Die Aktion erschien von Anfang an als schmerzhafter Spagat: So waren begleitend zur ganzseitigen AfD-Anzeige, abgedruckt in der "Frankfurter Rundschau" (FR) vom 26. Januar, gleich zwei Distanzierungen zu lesen. Einmal hielt die Redaktion neben der Anzeige dagegen, sie arbeite strikt getrennt vom Verlag, der für die Auswahl der Werbeinhalte zuständig ist. Aber auch beim Verlag selbst schien die Begeisterung verhalten. Die Veröffentlichung der Anzeige, so eine Anmerkung direkt unter dieser, sei als "Teil der geltenden Meinungsfreiheit" aufzufassen und "eine kritische Bewertung der Inhalte steht allen Lesern zu."

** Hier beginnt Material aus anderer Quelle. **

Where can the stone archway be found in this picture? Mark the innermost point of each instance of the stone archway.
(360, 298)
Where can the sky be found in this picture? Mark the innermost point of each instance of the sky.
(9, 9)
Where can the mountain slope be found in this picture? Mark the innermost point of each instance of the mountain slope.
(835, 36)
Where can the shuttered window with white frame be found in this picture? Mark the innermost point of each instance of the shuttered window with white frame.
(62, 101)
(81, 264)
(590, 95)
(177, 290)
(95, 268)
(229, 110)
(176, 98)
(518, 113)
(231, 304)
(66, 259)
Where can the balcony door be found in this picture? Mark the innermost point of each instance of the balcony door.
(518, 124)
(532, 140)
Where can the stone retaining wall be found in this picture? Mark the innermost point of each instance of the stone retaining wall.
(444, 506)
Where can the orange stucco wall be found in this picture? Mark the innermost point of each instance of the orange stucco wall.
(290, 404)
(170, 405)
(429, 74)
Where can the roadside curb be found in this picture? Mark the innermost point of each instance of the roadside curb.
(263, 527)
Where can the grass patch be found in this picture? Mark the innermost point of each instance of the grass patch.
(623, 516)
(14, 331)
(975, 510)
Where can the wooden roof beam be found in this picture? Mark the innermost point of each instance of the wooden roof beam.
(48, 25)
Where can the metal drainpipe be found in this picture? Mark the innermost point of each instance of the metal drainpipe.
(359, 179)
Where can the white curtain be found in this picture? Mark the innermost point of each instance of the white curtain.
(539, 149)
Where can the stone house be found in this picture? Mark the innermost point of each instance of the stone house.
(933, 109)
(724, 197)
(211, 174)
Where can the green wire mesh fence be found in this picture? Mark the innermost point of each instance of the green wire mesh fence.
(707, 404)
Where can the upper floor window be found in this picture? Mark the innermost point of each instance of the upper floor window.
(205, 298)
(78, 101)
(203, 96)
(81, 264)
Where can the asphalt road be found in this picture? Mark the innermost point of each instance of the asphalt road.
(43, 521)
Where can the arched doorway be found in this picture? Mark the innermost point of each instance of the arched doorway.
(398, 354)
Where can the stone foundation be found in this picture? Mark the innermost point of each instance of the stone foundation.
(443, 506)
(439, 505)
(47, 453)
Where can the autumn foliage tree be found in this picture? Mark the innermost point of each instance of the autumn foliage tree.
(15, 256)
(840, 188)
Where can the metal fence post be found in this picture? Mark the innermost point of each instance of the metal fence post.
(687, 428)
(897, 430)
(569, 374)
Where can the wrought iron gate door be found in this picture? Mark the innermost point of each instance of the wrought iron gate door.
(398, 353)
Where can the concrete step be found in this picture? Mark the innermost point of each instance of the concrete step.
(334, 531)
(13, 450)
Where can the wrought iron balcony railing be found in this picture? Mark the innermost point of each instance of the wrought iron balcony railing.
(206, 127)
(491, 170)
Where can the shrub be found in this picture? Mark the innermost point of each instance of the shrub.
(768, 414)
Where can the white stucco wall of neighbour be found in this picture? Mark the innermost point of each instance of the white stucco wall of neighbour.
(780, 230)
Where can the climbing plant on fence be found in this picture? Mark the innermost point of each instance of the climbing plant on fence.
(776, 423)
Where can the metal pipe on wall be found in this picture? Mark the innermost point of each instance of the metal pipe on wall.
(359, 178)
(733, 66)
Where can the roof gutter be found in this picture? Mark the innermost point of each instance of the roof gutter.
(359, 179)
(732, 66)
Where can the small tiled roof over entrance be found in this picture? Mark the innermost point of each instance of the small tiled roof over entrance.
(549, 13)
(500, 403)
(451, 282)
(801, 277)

Zwei Tage darauf meldete sich Max Rempel, Geschäftsführer der FR, in der Zeitung in einem Beitrag in eigener Sache zu Wort. Die Anzeige habe in der Leserschaft und in der Redaktion für großen Ärger gesorgt, was nur verständlich sei, setze sich die Zeitung doch für "eine klare linksliberale Haltung und gegen jegliche Form von Diskriminierung ein." Dementsprechend kritisch falle die Berichterstattung über die AfD aus. Die Veröffentlichung der Werbung sei ein Fehler, für den er um Entschuldigung bittet. "Ich habe entschieden, dass es künftig keine Anzeigen der AfD mehr in der in der Frankfurter Rundschau geben wird." In Konsequenz und Deutlichkeit ist das erfreulich. Fragt sich nur, warum die Werbung überhaupt in der Zeitung landet, wenn der Ärger programmiert war?

Für die Vermarktung der Werbeinhalte der FR ist, nach mehreren Eigentümerwechseln bei der Zeitung, die Rhein Main Media (RMM) verantwortlich. Die scheint erkannt zu haben, wie sich das Profil einer Marke herausarbeiten lässt. Demnach sei die FR eine "Ikone der deutschen Presselandschaft" heißt es auf ihrer Website, "eine streitbare Verfechterin linksliberaler Werte", die es "gegen viele Widerstände bis heute immer wieder geschafft" habe, "ihre Überzeugungen von kritischem Journalismus zu bewahren". Eine Zeitung für Menschen mit Haltung zu sein – offen, neugierig, mutig, kritisch, sozial. Da wäre doch zu vermuten, dass bei so einer Zielgruppe schlecht mit Rechtspopulismus zu punkten ist?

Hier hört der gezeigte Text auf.